2. LIQUIDITY AND GOING CONCERN

 

The accompanying condensed consolidated financial statements have been prepared assuming the Company will continue as a going concern, which contemplates continuity of operations, realization of assets and the satisfaction of liabilities and commitments in the normal course of business. The Company has incurred recurring losses since inception and as of June 30, 2023, had an accumulated deficit of approximately $418,609,000. The Company anticipates operating losses to continue for the foreseeable future due to, among other things, costs related to research funding, development of its product candidates and its pre-clinical and clinical programs, strategic alliances and the development of its administrative organization. The Company expects the cash, cash equivalents, and investments of $36,566,000 at June 30, 2023 will not be sufficient to meet its operating and capital requirements at least twelve months from the issuance of this Quarterly Report on Form 10-Q.

 

The Company will need to raise significant additional capital to continue to fund the clinical trials for CRB-701 and CRB-601. The Company may seek to sell common or preferred equity or convertible debt securities, enter into a credit facility or another form of third-party funding, or seek other debt financing. In addition, the Company may seek to raise cash through collaborative agreements or from government grants. The sale of equity and convertible debt securities may result in dilution to the Company’s stockholders and certain of those securities may have rights senior to those of the Company’s common shares.

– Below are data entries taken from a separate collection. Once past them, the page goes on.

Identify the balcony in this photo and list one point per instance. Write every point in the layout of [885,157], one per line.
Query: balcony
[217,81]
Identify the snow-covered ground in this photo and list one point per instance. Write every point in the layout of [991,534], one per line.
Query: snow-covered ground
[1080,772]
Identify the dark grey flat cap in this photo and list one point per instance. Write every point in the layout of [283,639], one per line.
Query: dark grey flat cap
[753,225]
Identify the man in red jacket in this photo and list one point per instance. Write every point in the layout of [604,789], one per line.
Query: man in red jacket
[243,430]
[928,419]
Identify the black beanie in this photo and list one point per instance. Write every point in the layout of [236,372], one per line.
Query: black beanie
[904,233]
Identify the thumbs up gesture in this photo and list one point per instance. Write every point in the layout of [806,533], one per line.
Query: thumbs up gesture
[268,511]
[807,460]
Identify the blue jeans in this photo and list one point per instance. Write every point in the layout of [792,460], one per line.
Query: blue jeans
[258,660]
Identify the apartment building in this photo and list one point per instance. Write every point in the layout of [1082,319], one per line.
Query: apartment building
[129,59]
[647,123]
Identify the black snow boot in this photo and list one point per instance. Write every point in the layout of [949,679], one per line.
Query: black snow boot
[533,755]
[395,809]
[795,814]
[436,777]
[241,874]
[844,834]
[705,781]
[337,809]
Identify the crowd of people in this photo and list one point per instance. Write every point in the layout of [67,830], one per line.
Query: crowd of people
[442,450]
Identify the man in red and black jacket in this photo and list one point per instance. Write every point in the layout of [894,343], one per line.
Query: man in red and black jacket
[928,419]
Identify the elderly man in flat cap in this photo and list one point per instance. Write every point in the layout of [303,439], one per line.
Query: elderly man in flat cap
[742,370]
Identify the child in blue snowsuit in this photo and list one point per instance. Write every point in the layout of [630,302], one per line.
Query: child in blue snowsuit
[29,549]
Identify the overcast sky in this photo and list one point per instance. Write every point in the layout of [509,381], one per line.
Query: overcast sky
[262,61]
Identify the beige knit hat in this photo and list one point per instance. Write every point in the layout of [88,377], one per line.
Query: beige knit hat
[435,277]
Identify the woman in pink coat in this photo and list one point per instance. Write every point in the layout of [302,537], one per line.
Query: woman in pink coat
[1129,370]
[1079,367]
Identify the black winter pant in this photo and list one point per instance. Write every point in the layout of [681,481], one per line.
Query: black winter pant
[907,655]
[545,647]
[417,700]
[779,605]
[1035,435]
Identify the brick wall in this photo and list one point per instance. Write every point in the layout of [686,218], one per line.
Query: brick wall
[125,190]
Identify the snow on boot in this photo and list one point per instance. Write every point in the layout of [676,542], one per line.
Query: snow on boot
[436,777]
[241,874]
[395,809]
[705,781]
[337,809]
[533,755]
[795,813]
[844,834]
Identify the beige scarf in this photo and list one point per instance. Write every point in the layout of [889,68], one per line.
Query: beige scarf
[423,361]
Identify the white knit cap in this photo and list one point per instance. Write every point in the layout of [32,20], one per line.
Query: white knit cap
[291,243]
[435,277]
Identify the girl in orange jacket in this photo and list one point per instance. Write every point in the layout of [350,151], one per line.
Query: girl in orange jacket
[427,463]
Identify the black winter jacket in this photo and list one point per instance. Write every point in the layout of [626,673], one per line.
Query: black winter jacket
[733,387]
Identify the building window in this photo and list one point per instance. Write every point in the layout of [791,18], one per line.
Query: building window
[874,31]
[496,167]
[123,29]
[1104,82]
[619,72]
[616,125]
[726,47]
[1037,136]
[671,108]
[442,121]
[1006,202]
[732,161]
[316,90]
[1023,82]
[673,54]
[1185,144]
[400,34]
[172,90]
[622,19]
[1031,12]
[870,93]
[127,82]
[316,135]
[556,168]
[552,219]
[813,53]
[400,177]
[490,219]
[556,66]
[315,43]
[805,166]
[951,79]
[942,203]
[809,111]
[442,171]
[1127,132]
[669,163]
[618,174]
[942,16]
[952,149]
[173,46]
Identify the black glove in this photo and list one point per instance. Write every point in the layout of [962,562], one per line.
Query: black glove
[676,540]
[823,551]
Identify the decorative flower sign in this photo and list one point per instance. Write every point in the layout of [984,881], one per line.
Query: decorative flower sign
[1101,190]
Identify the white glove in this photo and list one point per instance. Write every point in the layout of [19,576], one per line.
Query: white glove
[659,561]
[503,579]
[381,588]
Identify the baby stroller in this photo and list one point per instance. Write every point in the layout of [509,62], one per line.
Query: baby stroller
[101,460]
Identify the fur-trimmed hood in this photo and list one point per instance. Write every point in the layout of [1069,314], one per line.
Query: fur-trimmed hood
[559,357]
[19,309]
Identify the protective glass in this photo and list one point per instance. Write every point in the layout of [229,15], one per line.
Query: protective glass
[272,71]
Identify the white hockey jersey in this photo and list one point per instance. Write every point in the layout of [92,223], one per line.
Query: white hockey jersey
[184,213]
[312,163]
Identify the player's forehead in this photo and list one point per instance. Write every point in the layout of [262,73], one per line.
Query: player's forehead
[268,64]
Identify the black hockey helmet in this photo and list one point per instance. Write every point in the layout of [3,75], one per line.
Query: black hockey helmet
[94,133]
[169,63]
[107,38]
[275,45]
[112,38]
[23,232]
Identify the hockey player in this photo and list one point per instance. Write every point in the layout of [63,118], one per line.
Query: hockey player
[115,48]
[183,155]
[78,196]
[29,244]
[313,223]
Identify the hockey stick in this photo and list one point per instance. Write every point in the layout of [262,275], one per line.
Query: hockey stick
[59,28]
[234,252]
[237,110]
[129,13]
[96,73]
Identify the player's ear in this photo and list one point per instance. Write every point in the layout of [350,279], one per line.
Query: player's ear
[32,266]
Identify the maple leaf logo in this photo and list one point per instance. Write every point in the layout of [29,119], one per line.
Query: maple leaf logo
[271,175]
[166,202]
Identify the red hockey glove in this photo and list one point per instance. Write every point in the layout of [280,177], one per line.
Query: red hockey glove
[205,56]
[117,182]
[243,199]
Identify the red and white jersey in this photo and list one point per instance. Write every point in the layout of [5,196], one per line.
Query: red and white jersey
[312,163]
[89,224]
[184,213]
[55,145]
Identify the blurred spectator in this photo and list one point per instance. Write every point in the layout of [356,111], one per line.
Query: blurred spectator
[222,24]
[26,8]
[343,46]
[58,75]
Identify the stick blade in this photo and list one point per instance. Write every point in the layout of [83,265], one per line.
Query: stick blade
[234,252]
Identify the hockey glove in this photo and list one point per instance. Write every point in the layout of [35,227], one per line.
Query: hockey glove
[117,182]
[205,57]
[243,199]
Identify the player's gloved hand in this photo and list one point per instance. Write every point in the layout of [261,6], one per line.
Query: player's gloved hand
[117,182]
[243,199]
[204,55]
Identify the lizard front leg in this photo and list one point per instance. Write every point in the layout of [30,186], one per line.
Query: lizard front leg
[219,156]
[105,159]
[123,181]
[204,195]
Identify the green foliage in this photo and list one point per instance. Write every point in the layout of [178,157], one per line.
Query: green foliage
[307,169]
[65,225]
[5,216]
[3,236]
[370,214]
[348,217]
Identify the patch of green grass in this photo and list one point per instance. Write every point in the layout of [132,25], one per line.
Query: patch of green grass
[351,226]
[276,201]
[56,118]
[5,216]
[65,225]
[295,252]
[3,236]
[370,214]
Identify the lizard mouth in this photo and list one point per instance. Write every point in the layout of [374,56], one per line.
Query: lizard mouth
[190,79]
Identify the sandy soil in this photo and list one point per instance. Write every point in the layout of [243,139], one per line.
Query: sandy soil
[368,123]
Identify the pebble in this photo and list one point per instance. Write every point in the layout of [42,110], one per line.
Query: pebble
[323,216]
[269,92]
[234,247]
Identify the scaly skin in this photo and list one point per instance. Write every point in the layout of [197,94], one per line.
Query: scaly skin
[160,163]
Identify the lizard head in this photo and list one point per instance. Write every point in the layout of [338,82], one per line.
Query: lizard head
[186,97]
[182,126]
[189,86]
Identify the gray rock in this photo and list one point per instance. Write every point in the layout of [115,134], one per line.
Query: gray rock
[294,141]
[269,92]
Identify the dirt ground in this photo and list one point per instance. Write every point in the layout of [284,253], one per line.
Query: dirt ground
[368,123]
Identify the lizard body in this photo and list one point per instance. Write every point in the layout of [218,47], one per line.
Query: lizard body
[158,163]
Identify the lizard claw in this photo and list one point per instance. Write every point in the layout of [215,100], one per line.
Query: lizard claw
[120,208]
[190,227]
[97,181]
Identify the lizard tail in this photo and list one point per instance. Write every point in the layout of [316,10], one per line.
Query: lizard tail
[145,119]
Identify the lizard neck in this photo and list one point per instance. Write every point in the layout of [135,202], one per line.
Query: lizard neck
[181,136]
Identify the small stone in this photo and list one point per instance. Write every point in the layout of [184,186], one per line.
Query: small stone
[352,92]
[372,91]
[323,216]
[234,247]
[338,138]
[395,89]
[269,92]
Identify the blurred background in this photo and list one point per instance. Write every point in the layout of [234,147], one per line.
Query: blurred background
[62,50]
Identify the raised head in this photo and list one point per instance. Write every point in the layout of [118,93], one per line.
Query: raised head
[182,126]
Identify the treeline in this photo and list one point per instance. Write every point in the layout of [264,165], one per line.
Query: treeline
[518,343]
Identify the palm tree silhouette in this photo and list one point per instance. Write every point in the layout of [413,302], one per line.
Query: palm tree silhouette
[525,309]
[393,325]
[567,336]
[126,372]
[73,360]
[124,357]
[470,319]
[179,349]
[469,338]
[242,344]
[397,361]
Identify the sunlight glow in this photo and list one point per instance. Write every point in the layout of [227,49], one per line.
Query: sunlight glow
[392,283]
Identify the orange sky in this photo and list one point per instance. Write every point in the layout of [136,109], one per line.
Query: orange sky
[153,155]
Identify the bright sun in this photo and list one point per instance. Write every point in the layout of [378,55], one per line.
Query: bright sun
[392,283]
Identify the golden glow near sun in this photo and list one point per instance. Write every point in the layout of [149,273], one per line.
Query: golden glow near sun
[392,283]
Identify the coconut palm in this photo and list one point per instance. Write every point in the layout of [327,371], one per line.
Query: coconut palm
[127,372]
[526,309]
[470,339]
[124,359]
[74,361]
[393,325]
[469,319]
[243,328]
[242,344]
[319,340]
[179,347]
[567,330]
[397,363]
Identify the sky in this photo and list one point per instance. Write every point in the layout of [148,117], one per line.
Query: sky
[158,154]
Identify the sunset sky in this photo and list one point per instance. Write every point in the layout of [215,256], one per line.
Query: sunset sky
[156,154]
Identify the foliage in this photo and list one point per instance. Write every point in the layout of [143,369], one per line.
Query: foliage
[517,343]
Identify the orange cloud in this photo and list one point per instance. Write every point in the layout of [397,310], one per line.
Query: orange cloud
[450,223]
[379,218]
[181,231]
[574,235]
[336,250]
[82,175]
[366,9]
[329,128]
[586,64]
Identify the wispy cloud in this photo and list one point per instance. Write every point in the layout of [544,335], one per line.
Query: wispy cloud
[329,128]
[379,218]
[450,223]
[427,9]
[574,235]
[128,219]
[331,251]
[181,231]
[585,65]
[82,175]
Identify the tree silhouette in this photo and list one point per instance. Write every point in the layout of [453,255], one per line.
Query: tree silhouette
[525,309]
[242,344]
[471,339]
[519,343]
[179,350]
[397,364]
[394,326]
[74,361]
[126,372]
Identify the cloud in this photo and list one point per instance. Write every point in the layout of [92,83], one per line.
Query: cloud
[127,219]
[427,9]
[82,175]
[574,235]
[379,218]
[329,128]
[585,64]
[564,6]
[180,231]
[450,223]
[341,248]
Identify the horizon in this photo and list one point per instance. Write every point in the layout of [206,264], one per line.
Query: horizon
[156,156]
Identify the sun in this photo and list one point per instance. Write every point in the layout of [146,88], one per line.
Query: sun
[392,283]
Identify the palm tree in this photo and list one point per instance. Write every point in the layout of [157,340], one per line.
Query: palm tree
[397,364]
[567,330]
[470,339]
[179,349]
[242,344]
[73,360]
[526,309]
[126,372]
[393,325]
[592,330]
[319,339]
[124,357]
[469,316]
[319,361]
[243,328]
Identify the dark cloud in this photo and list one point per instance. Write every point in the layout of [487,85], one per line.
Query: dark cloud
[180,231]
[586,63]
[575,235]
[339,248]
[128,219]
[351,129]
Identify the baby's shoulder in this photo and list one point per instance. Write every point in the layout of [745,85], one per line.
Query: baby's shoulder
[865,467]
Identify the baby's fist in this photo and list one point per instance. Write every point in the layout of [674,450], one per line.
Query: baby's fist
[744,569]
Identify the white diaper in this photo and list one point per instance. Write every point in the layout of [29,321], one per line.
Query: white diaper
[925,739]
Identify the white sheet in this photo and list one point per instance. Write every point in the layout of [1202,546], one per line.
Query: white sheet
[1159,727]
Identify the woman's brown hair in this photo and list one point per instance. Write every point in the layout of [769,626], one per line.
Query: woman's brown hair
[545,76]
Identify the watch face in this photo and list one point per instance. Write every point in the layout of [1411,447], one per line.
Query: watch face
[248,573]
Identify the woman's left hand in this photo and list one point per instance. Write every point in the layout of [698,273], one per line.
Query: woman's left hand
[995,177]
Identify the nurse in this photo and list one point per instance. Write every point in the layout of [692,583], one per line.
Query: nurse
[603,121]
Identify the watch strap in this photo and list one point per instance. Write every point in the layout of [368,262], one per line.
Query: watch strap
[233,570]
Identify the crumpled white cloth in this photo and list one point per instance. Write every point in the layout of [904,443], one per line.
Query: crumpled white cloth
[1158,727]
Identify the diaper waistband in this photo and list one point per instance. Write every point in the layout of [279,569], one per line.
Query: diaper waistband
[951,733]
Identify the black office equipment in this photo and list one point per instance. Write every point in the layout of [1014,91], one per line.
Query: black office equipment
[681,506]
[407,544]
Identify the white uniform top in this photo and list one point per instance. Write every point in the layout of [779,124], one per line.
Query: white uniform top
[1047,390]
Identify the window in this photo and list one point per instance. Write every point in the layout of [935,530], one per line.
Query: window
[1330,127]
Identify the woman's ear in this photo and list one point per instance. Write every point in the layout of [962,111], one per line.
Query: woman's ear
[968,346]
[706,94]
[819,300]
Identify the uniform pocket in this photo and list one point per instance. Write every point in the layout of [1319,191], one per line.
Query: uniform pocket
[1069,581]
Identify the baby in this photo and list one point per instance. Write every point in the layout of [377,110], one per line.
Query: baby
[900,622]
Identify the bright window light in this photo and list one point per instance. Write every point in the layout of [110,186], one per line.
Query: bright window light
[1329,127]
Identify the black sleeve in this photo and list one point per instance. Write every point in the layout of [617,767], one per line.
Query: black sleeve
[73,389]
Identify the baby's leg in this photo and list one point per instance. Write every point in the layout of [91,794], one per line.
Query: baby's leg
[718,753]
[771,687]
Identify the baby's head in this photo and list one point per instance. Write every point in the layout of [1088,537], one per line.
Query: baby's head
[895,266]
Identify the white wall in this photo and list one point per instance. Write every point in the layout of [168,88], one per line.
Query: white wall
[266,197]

If the Company raises additional funds through the issuance of preferred stock, convertible debt securities or other debt financing, these securities or other debt could contain covenants that would restrict the Company’s operations. Any other third-party funding arrangement could require the Company to relinquish valuable rights.

 

The source, timing and availability of any future financing will depend principally upon market conditions, and, more specifically, on the progress of the Company’s clinical development programs. Funding may not be available when needed, at all, or on terms acceptable to the Company. Lack of necessary funds may require the Company to, among other things, delay, scale back or eliminate some or all of the Company’s planned pre-clinical or clinical trials. These factors, among others, cause management to conclude there is a substantial doubt about the Company’s ability to continue as a going concern. There have been no adjustments made to these consolidated financial statements as a result of these uncertainties.

 

On May 31, 2023, the Company entered into Amendment No. 1 to the Open Market Sale Agreement originally dated August 6, 2020 (the “May 2023 Sale Agreement”) with Jefferies LLC (“Jefferies”), as sales agent, pursuant to which the Company may issue and sell, from time to time, through Jefferies, shares of its common stock, and pursuant to which Jefferies may sell its common stock by any method permitted by law deemed to be an “at the market offering” as defined by Rule 415(a)(4) promulgated under the Securities Act of 1933, as amended. The Company will pay Jefferies a commission of 3.0% of the aggregate gross proceeds from each sale of common stock and have agreed to provide Jefferies with customary indemnification and contribution rights. The Company has also agreed to reimburse Jefferies for certain specified expenses. As of June 13, 2023, the Company was authorized to offer and sell up to $16,800,000 of its common stock pursuant to the May 2023 Sale Agreement. During the three months ended June 30, 2023, the Company sold 13,164 shares of its common stock for which the Company received gross proceeds of approximately $107,000, less issuance costs incurred of approximately $4,400 (see Note 12).